Vier Museen gehören zur Stiftung Luthergedenkstätten. Das Lutherhaus Wittenberg war über 35 Jahre die Hauptwirkungsstätte Martin Luthers und ist heute das größte reformationsgeschichtliche Museum der Welt. Ebenfalls in Wittenberg steht das Melanchthonhaus zur Erinnerung an Luthers Mitstreiter Philipp Melanchthon. In Eisleben befinden sich Luthers Geburtshaus und das Museum „Luthers Sterbehaus“.

UNESCO-Weltkulturerbe in Wittenberg und Eisleben

Alle vier Häuser sind 1996 in die Weltkulturerbe-Liste der UNESCO aufgenommen worden, gemeinsam mit der Stadtkirche und der Schlosskirche zu Wittenberg. In der Begründung zur damaligen Entscheidung heißt es, dass die Stätten "einen bedeutsamen Abschnitt in der menschlichen Geschichte repräsentieren und als authentische Schauplätze der Reformation von außergewöhnlicher universeller Bedeutung sind."

Vom Bund institutionell gefördert

Neben Land, Kommunen und Evangelischer Landeskirche fördert auch der Beauftragte der Bundesregierung für Kultur und Medien (BKM) die Stiftung Luthergedenkstätten. Seit ihrer Gründung 1997 wird sie institutionell gefördert, momentan mit 916.000 Euro jährlich.

Außerdem unterstützt der BKM Einzelprojekte der Stiftung im Rahmen der Förderungen zum Reformationsjubiläum - in diesem Jahr mit rund 275.000 Euro.
 

Geschäftsstelle „Luther 2017“ unter dem Dach der Stiftung

Unter dem Dach der Stiftung Luthergedenkstätten ist 2007 die Geschäftsstelle „Luther 2017“ errichtet worden.

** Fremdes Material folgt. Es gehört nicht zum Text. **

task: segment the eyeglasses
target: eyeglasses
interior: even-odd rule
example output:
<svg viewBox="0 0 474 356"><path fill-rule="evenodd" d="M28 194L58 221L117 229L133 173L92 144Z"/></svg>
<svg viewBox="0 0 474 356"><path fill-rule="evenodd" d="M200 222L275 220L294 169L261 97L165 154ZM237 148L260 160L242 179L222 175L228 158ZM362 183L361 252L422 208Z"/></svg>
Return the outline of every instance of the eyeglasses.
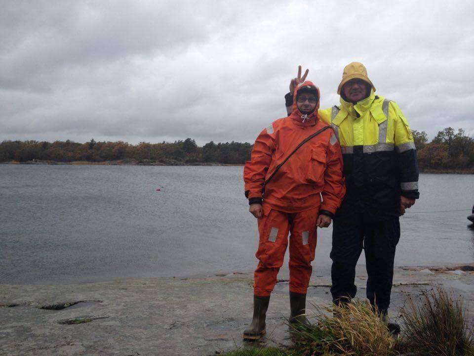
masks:
<svg viewBox="0 0 474 356"><path fill-rule="evenodd" d="M317 102L317 100L316 99L316 98L315 98L315 97L309 98L309 97L304 97L302 96L298 97L298 102L299 103L303 103L305 102L306 100L308 100L308 101L309 101L310 104L316 104L316 102Z"/></svg>

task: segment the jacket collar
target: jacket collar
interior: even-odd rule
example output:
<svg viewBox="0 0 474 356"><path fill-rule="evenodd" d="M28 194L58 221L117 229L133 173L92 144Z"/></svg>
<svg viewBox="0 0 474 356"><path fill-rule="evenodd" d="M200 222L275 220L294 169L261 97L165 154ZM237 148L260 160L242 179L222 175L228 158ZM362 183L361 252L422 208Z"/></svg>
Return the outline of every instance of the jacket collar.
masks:
<svg viewBox="0 0 474 356"><path fill-rule="evenodd" d="M368 96L360 101L357 101L356 104L346 101L342 98L342 96L341 96L339 98L341 102L340 111L333 121L333 123L339 126L348 116L352 116L355 119L363 116L366 112L370 110L375 100L375 93L374 92L373 89L371 89L370 94Z"/></svg>

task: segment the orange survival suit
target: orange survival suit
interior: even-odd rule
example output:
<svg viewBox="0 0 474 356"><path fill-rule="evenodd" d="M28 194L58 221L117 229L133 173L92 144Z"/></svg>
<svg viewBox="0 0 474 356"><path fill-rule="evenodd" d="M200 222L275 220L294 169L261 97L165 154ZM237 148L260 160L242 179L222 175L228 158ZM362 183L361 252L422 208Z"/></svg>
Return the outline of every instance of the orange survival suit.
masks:
<svg viewBox="0 0 474 356"><path fill-rule="evenodd" d="M302 114L297 105L298 91L311 86L317 93L315 110ZM295 90L291 114L274 121L260 133L244 168L245 195L250 204L262 204L258 220L260 235L256 257L254 294L270 295L283 264L290 233L290 292L306 294L316 243L316 222L324 214L333 218L346 192L339 143L331 129L303 144L264 183L289 153L312 134L327 126L319 120L319 92L307 81ZM322 199L321 201L321 197Z"/></svg>

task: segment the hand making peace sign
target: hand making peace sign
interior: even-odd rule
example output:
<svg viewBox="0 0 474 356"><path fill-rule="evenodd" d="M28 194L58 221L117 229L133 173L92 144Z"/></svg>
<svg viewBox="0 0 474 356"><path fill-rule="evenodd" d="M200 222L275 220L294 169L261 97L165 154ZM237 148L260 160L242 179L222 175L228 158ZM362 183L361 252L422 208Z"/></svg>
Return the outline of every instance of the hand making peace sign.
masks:
<svg viewBox="0 0 474 356"><path fill-rule="evenodd" d="M296 86L300 83L303 83L306 79L306 77L308 76L308 73L309 71L309 69L307 69L306 71L305 72L304 75L302 77L301 66L298 66L298 77L292 79L290 82L290 92L291 93L292 95L295 91L295 88L296 88Z"/></svg>

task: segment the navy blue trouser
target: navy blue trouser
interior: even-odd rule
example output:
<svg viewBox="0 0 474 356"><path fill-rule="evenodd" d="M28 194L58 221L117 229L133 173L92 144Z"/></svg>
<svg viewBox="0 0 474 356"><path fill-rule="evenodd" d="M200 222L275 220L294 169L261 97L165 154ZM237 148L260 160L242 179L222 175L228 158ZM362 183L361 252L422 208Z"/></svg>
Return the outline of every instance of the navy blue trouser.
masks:
<svg viewBox="0 0 474 356"><path fill-rule="evenodd" d="M400 222L391 218L382 222L335 219L332 232L331 293L336 304L356 296L356 265L362 248L365 253L367 298L379 312L390 304L395 249L400 239Z"/></svg>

Die Stiftung ist damit ein zentraler Akteur bei den Vorbereitungen für das Reformationsjubiläum 2017.

Im Rahmen der so genannten „Lutherdekade“ wird seit 2008 mit wechselnden Themenjahren der Reformation und ihrer Auswirkungen gedacht. 2012 ist dem Thema Musik gewidmet, im Themenjahr 2013 wird es um das Thema „Reformation und Toleranz“ gehen.

Die Bundesregierung beteiligt sich maßgeblich an der Lutherdekade und würdigt damit die historisch herausragende Bedeutung der Reformation.

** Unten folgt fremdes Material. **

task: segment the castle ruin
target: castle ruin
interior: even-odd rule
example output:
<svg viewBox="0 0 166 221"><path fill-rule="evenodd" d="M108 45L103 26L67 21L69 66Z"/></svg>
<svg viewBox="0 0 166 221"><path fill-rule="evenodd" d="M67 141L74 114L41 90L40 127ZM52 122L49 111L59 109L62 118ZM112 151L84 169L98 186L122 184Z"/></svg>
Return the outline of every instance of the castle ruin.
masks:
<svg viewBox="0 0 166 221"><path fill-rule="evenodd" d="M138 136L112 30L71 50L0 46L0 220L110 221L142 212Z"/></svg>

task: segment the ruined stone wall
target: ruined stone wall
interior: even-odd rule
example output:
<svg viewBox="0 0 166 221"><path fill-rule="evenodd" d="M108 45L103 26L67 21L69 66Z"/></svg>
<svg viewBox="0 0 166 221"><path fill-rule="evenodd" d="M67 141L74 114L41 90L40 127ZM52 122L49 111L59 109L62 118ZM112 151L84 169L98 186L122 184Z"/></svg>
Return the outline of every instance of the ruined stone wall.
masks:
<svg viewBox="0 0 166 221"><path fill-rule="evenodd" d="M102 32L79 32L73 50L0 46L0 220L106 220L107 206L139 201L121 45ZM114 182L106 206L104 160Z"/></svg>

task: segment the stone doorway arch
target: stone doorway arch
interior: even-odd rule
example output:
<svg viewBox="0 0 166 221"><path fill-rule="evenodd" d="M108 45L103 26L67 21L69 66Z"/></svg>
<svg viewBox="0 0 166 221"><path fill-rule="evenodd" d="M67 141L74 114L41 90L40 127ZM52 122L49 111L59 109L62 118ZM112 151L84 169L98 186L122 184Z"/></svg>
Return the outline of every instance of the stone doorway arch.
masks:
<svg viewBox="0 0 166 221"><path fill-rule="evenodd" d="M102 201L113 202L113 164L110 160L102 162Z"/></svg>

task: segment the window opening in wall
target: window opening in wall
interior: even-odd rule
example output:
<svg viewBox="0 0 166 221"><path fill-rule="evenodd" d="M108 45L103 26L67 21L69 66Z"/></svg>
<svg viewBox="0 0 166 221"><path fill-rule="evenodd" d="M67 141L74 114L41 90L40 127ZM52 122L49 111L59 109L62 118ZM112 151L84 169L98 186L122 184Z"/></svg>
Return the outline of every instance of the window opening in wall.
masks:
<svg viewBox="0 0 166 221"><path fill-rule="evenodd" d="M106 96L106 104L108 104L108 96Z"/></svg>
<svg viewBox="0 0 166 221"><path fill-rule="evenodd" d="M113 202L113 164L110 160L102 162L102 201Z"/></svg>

Der BKM koordiniert die Aktivitäten der Bundesregierung hierzu federführend und finanziert mit seinem Förderprogramm Projekte und Sanierungsvorhaben zum Reformationsjubiläum. Bis zum Jubiläumsjahr 2017 sollen aus dem Etat des Kulturstaatsministers insgesamt 35 Millionen Euro an Sondermitteln für Aktivitäten der Lutherdekade zur Verfügung gestellt werden.